Another necessity is proper installation and use of equipment so images aren’t blurry. Safety also is a concern since some imaging involves radiation.

At Western hospitals like Johns Hopkins, the walls of a radiology facility may be lined with lead to shield patients and staff from radiation, said Mahadevappa Mahesh, the chief physicist for Johns Hopkins Hospital, who also works to solve problems for RAD-AID.

At a new center in the works in Haiti, Mahesh said lead lining was too expensive, so he suggested 6-inch-thick concrete walls instead. In other places where electricity isn’t reliable, he said portable X-ray machines that run on rechargeable batteries are a good solution, as long as the batteries are available.

“You want to make sure you’re doing things in the right way, that you connect all the dots, and this is where RAD-AID comes in,” said Mahesh, also a professor of radiology and radiological science in the Johns Hopkins School of Medicine. “You don’t want to scan people incorrectly. That can be a negative.”

There were many efforts before RAD-AID by radiology professionals and charitable companies and organizations that wanted to ensure that imaging made it to the masses, said Dr. Jonathan S. Lewin, executive vice president for health affairs at Emory University. Lewin was the head of the radiology department at Hopkins when Mollura approached him about forming RAD-AID.

Lewin believed the effort could unite all those efforts, and he used department resources to host the annual convention until last year, when it moved to WHO offices in Washington. He also helped Mollura connect with department chairs at other medical schools to accelerate formation of new chapters to ensure a steady stream of ideas, expertise and volunteers.

“It’s wonderful to see what had been a very fragmented collection of well-intended people trying to bring different aspects of imaging to different locations,” he said. Mollura “brought everyone together and aligned their efforts and created a more cohesive framework.”

With a model and volunteers in place, it’s easier for projects to get off the ground, Mollura said.

At any given time, about three teams are abroad, typically made up of radiology professionals as well as faculty and residents from medical schools and professional organizations such as the American College of Radiology and the American Society of Radiologic Technologists, as well as similar groups in the United Kingdom and Canada. It also works with other nonprofits such as Project HOPE, an international health care organization based in Bethesda.

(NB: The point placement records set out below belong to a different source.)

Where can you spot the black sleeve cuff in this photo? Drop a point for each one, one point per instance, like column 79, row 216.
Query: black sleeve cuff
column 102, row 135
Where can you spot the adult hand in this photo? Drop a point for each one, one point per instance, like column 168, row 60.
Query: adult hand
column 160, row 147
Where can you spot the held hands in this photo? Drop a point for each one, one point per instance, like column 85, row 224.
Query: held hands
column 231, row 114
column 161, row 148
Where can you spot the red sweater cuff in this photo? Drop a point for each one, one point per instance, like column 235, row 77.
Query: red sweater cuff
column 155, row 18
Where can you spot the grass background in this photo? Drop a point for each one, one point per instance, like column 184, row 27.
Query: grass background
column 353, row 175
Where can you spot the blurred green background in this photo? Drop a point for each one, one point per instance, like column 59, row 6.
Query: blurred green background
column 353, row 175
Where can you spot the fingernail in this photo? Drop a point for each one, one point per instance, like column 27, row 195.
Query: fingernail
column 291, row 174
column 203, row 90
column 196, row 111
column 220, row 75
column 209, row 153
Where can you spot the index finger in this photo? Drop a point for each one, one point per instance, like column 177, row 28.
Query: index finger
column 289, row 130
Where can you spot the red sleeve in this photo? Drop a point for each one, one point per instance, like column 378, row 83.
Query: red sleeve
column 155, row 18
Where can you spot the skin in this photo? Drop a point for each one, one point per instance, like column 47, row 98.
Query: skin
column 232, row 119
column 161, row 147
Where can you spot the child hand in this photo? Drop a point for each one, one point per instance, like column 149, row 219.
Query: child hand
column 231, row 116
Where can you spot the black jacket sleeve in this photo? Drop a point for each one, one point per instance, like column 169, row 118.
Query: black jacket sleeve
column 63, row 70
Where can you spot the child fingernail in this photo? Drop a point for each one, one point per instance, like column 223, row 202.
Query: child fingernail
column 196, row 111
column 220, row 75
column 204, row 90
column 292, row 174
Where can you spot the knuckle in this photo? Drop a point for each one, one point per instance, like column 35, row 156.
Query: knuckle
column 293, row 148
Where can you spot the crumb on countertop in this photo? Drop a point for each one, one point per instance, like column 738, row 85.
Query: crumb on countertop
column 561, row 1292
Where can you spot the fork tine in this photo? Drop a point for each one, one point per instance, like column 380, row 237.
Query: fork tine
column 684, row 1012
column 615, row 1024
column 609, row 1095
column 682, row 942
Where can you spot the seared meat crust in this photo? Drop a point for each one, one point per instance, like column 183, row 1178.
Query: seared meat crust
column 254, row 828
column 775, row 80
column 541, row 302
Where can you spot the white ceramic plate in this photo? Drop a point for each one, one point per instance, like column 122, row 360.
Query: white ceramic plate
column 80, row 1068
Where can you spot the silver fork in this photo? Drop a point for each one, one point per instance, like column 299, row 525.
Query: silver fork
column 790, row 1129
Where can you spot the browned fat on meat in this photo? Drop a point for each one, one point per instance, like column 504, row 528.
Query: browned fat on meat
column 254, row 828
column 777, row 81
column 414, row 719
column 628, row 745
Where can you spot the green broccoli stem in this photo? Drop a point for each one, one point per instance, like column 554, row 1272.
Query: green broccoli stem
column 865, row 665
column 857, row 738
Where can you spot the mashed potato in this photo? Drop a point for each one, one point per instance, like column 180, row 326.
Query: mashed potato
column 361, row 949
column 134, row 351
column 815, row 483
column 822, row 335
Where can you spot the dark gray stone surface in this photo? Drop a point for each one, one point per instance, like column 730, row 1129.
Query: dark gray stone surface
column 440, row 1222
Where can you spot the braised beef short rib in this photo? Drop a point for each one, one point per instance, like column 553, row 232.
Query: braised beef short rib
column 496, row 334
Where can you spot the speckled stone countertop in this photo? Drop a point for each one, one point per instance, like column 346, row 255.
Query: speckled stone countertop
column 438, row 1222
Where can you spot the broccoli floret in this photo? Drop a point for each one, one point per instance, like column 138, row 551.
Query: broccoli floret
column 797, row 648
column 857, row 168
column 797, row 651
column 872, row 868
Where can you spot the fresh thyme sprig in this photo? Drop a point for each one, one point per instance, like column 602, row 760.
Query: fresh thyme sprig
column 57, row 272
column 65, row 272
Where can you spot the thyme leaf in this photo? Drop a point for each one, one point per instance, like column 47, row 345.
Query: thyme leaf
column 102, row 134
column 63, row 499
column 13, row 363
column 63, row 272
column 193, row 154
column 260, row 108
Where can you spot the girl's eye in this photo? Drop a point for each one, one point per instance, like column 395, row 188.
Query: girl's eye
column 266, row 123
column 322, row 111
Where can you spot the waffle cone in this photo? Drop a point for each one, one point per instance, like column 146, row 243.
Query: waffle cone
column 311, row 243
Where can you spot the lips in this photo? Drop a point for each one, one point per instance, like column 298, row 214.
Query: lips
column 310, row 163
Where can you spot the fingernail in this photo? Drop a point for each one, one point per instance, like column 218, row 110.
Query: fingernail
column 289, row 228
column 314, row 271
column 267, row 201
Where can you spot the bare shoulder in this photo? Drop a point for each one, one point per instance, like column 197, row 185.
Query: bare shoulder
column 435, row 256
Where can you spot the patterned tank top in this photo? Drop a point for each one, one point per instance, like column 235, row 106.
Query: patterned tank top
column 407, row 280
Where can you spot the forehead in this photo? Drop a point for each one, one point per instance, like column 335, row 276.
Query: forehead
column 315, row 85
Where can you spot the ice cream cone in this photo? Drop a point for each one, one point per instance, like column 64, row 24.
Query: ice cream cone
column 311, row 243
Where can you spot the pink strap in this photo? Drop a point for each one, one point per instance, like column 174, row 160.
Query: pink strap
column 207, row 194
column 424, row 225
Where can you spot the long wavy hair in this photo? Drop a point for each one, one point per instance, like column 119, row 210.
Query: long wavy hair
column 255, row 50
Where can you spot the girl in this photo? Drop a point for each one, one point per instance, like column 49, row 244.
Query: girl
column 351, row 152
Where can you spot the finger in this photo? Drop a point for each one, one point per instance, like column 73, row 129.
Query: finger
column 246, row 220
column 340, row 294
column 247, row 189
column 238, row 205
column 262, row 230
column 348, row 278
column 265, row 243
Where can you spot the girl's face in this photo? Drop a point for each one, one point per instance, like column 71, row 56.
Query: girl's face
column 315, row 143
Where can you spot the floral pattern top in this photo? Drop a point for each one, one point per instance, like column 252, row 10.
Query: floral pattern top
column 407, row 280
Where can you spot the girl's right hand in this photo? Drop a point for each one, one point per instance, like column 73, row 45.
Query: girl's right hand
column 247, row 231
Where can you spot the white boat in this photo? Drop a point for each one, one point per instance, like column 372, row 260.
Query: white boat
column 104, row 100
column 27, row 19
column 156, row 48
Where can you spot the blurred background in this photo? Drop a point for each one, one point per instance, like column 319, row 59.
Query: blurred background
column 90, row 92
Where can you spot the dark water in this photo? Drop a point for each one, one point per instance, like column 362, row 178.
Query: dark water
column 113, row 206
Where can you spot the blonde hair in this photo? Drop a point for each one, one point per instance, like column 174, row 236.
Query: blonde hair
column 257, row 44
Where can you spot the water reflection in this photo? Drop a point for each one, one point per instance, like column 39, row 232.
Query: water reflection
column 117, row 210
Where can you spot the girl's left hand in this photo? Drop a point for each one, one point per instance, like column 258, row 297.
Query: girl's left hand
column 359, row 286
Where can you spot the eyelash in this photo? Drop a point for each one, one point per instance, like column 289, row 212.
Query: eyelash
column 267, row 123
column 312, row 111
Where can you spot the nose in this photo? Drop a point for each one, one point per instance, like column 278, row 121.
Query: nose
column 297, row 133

Volunteers can spend up to eight weeks setting up equipment and training professionals to use and maintain it. The group can also respond quickly when catastrophe strikes. After an earthquake last year in Nepal, a team was assembled in days and sent to assess damage to equipment and new needs.

“We did an assessment to see how we would rebuild,” Mollura said. “Some hospitals were condemned and some were untouched.”

Brad Short, who helps coordinate the volunteers for the American College of Radiology, said groups like RAD-AID make it easier for radiologists and related professionals to find outlets to offer their services.

“The biggest challenge is the huge gap in imaging access,” he said. “A number of organizations are helping to close that gap, but it’s important that we coordinate and communicate so we’re being as efficient as we can be.”

Those who work in developing countries need radiology machines for a lot of their work, said Dr. Tigistu A Ashengo, associate medical director for Jhpiego, a Hopkins-affiliated nonprofit group that focuses on global health care for women and families.

Problems with imaging compound already daunting delays for those needing surgery, said Ashengo, who leads Jhpiego’s safe surgery initiative. For example, in some rural Ethiopian communities, there is a seven-year waiting list for orthopedic surgery, often needed after an injury such as a broken bone, he said.

“Sometimes we’re dealing with a broken leg and sometimes it’s an obstruction that needs to be diagnosed with an X-ray,” he said. “There’s electricity and radiology machines, but the equipment is broken. … It’s so sad. The problem is so huge.”